Hunt recommends maximum inflation pressures according to tire widths:
• 25mm – 28mm: 100psi
• 30mm – 32mm: 70psi
• 35mm – 45mm: 45psi
• 45mm – 50mm: 40psi
Of course, tire pressure is also based on rider weight, intended use, quality of expected road surface, available room in a specific frame, and more. I use nothing close to the recommended maximum for rim (or tire) inflation pressures when using the Hunt 60 Limitless with 26mm tires. When road riding, 65psi is great for me when running these wheels as a tubeless setup, while 80-82psi feels spot-on when using latex tubes.
Slapping centerlock brake rotors on is no big deal. Neither is swapping between a Shimano or SRAM XDR driver on the rear hub. I do not frequently swap wheels between drivetrains with different gearing, but doing so with the Hunt Limitless 60 Aero is easy with the correct tools for the task. If you are going to be swapping drivers, note that these hubs require very little tightening of the cones to let them spin freely. If you’re a Campagnolo aficionado you can specify a Campy driver when ordering these Hunt wheels.

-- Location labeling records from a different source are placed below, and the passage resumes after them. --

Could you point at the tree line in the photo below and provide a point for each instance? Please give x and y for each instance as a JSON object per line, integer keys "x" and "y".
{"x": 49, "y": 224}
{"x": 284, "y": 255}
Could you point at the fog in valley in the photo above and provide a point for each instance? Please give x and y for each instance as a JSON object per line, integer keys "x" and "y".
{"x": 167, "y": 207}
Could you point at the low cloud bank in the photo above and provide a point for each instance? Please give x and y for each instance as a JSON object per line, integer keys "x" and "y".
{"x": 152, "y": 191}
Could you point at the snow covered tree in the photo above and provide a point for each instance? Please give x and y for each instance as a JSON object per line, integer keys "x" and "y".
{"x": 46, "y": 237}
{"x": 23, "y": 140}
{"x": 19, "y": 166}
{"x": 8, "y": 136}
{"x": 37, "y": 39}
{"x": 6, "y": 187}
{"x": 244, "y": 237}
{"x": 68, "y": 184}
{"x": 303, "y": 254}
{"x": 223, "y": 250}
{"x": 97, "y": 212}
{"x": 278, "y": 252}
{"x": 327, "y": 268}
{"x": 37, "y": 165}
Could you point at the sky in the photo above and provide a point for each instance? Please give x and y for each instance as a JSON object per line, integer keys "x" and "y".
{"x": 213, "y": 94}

CeramicSpeed claims their bearings reduce drag and save watts. This wheelset is likely the least expensive aero wheel on the market with ceramic bearings. You can also get these wheels with steel bearings for $1,689.
The driver interface has 48 points of engagement, and these wheels certainly feel responsive, whether trying to accelerate at a low speed, uphill or when coming off someone’s wheel to come around them.
The Hunt 60 Limitless Aero wheels are at the upper end of medium-depth do-it-all wheels. They feel responsive and fast in group rides, office park crits, and tests against the clock. Arriving ready to go out of the box in tubeless configuration and with CeramicSpeed bearings, they offer a good value. Just be aware that you might need some patience when mounting some tires.